Annual track and field meeting in Cuba

The Barrientos Memorial (Memorial José Barrientos) is an annual track and field meeting in Havana, Cuba each May. The event was first held in 1946, in recognition of José Barrientos (a former Cuban Olympic sprinter), who died in an aviation accident the previous year. It is the most prominent annual athletics event in Cuba, alongside the Copa Cuba. It is one of the longest-running track and field meetings in Latin America, and the oldest in the Caribbean.

== History ==
For the first two editions, the competition was held at the Estadio Universitario Juan Abrantes. After a long residency at Estadio Pedro Marrero, the meet moved to its current venue, the Estadio Panamericano, in 1992. The meet was held at the Estadio José Pepe del Cabo, outside of the Cuban capital, in 1978 and 1982 due to ongoing works at the Estadio Pedro Marrero during those periods.
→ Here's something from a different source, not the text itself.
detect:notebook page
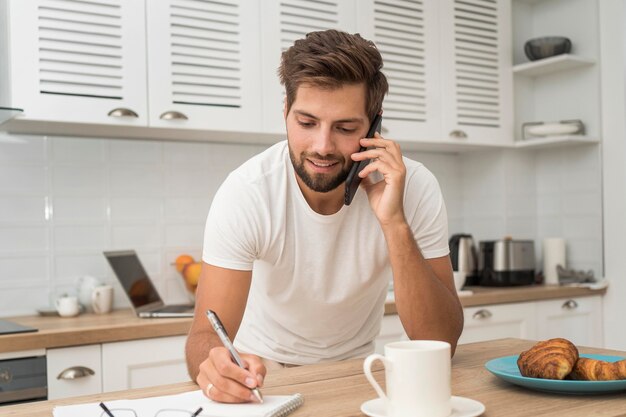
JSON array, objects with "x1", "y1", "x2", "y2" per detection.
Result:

The competition principally features national and international level Cuban athletes, though foreign athletes have also been on the programme since 1950, with past attendees including Donald Quarrie, Nenad Stekić, and American sprinters Dennis Mitchell and Calvin Smith.

The competition regularly serves as the national Cuban Athletics Championships. The meeting takes place over one to three days, depending on the level of participation. It is also frequently used to determine the national teams for regional competitions, such as the Pan American Games and Central American and Caribbean Games.